Home Software Services About Contact usearch manual
fastq_stats command

Report statistics on reads in a FASTQ file. Useful for choosing FASTQ filter parameters.

See also the fastq_eestats command, which has more and better reports.

Output is written to a file specified by the -log filename command-line option.

FASTQ format options are supported, these must be specified if the Q scores are specified using non-default ASCII characters.


usearch -fastq_stats reads.fastq -log stats.log

Reported statistics
The log file format is subject to change. It is meant to be human-readable rather than parsed by a script. It would be nice to have an option to write the information to a format like tabbed text that can easily be parsed or imported into a program such as Excel that can make charts. Hopefully I will add this feature in the near future; please let me know if you need this.

Length distribution
This section reports the read length distribution. Columns are: L=read length, N=number of reads, Pct=fraction of reads with this length, AccPct=fraction of reads that are greater than or equal to this length.

Q score distribution
This section reports the number of bases found for each Q score. Columns are: ASCII=symbol, Q=integer Phred score, N=number of bases, Pct=number of bases with this Q score, AccPct=number of bases with >= this Q score.

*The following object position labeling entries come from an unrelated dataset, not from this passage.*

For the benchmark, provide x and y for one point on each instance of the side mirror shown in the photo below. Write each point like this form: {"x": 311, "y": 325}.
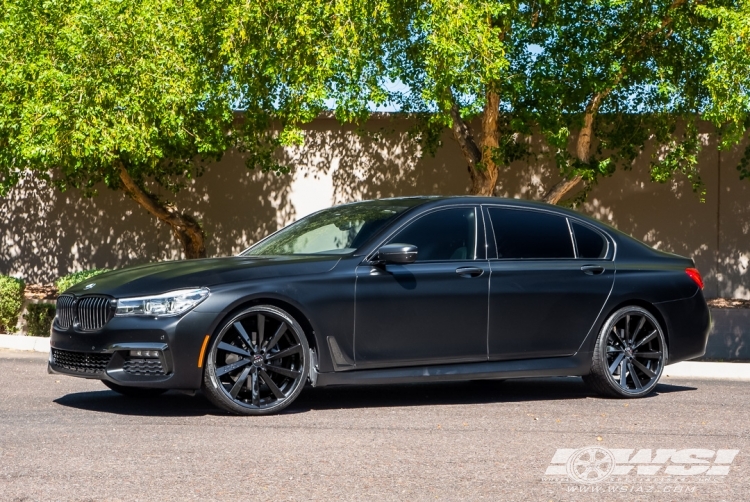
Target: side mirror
{"x": 397, "y": 253}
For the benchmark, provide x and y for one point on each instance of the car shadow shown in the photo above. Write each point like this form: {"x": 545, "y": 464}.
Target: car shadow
{"x": 461, "y": 393}
{"x": 173, "y": 404}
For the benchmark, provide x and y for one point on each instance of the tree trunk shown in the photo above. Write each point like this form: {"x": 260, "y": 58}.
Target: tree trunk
{"x": 583, "y": 149}
{"x": 186, "y": 229}
{"x": 481, "y": 166}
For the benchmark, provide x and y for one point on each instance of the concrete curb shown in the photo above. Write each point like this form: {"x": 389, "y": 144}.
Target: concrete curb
{"x": 21, "y": 342}
{"x": 703, "y": 370}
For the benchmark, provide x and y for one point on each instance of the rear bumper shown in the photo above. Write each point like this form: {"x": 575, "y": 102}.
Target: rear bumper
{"x": 688, "y": 326}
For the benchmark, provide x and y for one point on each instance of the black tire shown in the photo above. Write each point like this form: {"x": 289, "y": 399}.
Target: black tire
{"x": 134, "y": 391}
{"x": 629, "y": 355}
{"x": 259, "y": 373}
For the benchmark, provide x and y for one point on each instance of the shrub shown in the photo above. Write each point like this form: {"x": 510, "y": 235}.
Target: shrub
{"x": 39, "y": 318}
{"x": 70, "y": 280}
{"x": 11, "y": 302}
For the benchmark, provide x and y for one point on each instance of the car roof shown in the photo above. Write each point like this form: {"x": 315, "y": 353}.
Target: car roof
{"x": 439, "y": 200}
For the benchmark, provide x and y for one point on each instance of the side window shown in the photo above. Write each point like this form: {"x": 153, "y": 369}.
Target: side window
{"x": 448, "y": 234}
{"x": 521, "y": 234}
{"x": 590, "y": 243}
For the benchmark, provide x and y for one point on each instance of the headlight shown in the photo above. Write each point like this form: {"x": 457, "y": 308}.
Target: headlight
{"x": 166, "y": 304}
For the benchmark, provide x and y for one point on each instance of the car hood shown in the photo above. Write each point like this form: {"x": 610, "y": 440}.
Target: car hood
{"x": 161, "y": 277}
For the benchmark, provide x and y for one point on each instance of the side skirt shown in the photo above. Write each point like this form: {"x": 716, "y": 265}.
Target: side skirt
{"x": 575, "y": 365}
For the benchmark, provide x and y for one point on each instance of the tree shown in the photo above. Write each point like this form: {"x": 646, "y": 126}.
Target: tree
{"x": 602, "y": 77}
{"x": 728, "y": 79}
{"x": 125, "y": 92}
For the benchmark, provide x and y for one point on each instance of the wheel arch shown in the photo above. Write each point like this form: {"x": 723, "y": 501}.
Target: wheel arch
{"x": 287, "y": 305}
{"x": 650, "y": 307}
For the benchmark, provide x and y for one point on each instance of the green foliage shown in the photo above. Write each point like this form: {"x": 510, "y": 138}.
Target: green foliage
{"x": 11, "y": 302}
{"x": 39, "y": 318}
{"x": 70, "y": 280}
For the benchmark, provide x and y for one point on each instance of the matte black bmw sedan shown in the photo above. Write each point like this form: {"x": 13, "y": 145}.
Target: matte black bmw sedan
{"x": 393, "y": 290}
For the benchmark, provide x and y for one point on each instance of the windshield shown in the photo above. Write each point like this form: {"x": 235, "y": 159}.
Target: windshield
{"x": 339, "y": 230}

Length vs. quality distribution
This section shows the fraction of records and average expected number of errors obtained by truncating at each possible position in the read. Columns are: L=position in read, PctRecs=fraction of reads with at least this length, AvgQ=average Q score over all reads obtained by truncating at this position, P(AvgQ)=error probability corresponding to AvgQ, AvgP=average error probability

Expected error truncation summary
This section summarizes the effect of some common choices of max. expected errors trunction (fastq_filter command with -fastq_maxee and -fastq_trunclen options). L=truncation length, columns 1.0, 0.5, 0.25 and 0.1 give the number of reads and the fraction of reads respectively that would pass a filter with the options given (-fastq_trunclen=L and -fastq_maxee=1.0, 0.5, 0.25 or 0.1).

Minimum Q truncation summary
This section summarizes the effect of length truncation with some common choices of minimum Q (fastq_filter command with fastq_truncqual and fastq_trunclen options). Len is the truncation length (fastq_trunclen option), the other columns give the fraction of reads that pass that filter.